# BMW Messing 'brass' metallic code 621



## reza_q (Feb 10, 2011)

Hi all

I am undertaking an E39 530i Sport touring manual restoration and have this wonderful colour.

It goes into a bodyshop soon to have some panels painted (both rear quarters, rear door, front bumper) and I am worried how difficult it is to match?

I have spoken to the bodyshop who have seen the car whilst it was owned by the previous owner and they said it will require careful refinishing and blending but that it won't cause an issue. I have not used this bodyshop before but the owner is very helpful and extremely pleasant on the phone/email.

Does anyone know if BMW Individual 621 Messing metallic is a pearl paint? If so it must be a nightmare to colour match right?

I have had some people say it is and other suggest its just a metallic.
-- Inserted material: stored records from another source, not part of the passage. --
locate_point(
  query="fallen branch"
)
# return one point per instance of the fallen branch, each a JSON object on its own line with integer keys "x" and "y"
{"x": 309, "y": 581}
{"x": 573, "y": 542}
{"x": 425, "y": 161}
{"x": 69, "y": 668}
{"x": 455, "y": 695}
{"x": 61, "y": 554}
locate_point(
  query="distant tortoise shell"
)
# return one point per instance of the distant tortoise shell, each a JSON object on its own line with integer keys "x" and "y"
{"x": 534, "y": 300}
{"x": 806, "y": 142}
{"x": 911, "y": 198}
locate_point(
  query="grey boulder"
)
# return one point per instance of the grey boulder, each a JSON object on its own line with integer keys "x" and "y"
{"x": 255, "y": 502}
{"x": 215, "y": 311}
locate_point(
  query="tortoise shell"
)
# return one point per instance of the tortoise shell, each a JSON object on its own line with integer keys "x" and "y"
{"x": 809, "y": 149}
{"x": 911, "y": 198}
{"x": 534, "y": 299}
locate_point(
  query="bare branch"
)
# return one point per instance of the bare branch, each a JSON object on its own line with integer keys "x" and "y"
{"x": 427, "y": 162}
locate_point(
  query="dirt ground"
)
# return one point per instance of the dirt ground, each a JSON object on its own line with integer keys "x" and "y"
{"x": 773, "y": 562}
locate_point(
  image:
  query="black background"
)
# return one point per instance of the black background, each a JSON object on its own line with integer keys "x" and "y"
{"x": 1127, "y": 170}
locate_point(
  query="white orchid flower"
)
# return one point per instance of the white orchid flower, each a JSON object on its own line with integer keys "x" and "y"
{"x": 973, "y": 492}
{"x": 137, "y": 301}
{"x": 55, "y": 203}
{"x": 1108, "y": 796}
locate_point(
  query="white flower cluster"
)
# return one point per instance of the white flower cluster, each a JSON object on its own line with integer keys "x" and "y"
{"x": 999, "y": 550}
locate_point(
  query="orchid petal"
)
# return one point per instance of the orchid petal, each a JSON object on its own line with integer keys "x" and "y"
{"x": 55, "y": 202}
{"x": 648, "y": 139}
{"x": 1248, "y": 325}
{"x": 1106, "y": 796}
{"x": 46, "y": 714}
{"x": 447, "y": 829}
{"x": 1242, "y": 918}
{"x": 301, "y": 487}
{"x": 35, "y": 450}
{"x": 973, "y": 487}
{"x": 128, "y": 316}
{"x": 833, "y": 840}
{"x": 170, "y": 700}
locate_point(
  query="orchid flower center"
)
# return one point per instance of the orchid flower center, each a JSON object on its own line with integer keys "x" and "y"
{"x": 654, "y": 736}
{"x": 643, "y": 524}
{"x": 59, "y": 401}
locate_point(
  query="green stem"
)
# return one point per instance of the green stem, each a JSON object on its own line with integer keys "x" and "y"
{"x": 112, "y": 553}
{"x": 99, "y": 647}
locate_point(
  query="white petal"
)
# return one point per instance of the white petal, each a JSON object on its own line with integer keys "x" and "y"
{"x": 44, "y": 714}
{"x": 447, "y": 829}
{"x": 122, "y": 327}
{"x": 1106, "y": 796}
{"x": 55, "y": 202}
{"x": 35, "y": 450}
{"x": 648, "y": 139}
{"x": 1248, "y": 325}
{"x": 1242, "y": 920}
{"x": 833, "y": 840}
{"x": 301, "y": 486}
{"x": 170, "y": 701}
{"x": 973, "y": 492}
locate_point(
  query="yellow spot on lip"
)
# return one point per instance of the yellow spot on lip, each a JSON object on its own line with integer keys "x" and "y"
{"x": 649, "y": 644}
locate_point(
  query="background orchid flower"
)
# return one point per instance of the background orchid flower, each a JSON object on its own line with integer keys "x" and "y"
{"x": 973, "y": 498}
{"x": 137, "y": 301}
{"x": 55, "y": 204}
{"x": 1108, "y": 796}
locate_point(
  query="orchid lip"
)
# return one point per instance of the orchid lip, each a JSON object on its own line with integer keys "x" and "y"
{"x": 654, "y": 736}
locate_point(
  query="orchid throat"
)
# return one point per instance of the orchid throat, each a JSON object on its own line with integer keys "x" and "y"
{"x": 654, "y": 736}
It is from the BMW Individual colour pallet.

Advice appreciated (hope Andy is still on here!).

Cheers


----------



## robdcfc (Sep 17, 2012)

Pearl or metallic, makes no odds.

If they can paint it will match.


----------



## Andyb0127 (Jan 16, 2011)

No reason why it shouldn't match if blended correctly wont make any difference if its perl or metallic but I'll have a look at work tomorrow and tell you for definite which it is.


----------



## asasprey (Feb 26, 2008)

Just checked my standox and yes it's a pearl colour. It is only a single stage paint though, so It won't be as tricky as a 3 stage pearl. You should have no issues really. Only 2 available formulations showing up as well so it should be pretty easy to get the right colour. I wouldn't worry matey!


----------



## squiggs (Oct 19, 2009)

About 30% of colours have at least one pearl tint in them - painters are used to them and as this isn't a 3 stage it shouldn't be an issue matching/blending.
As a painter the only thing I'd have niggling me in the back of mind would be 'How many coats will I have to put on?' as heavily pearled colours are often 'low hiding' and require more coats than usual to get the depth of colour. 
Yours has quite a lot of pearl but it still shouldn't be an issue for any painter worth his salt :thumb:


----------



## reza_q (Feb 10, 2011)

Gents

Thanks for your replies, much appreciated!

I knew it looked a little pearl. It is quite stunning in the flesh!

I won't be using my usual painter as he is trying to convince me the entire vehicle needs painting (fool); after the microblisters he left after TWO paintjobs on my Integra Type R (you may remember this) I will not be using him again.

Found a really good place in Lincoln who state they won't have an issue. Worth driving up from London for considering how good the price is!

Two quarter panels, one rear door, both front door bottoms and complete front bumper with pictures etc for just under £500 including VAT! Result.

Would you guys know what primer colour should be used with this top coat? Last time my 'mate' painted the Integra I remember he used what looked like a pink primer which meant the paint was completely the wrong colour (Milano Red).

Would be helpful to know which primer colour will suit this pearl paint.

Note that this new garage has confirmed that they use Lechlar 2K paint and Max Meyer clear; I have no idea if this is good or bad!

Cheers


----------



## asasprey (Feb 26, 2008)

Grey primer will be fine for that. It's all dependant on how many coats of base that your mate put on. Especially with this colour being pearl it will need a good few coats to cover. Lechler has good coverage anyway. Also maxmeyer is a higher end budget lacquer which I use which is excellent in my opinion.


----------



## jay_bmw (Jan 28, 2010)

on a side note, i rememeber seeing this car on ebay not so long back if its the one i'm thinking about - its had a lot of maintainance but high miles IIRC? Lovley car.


----------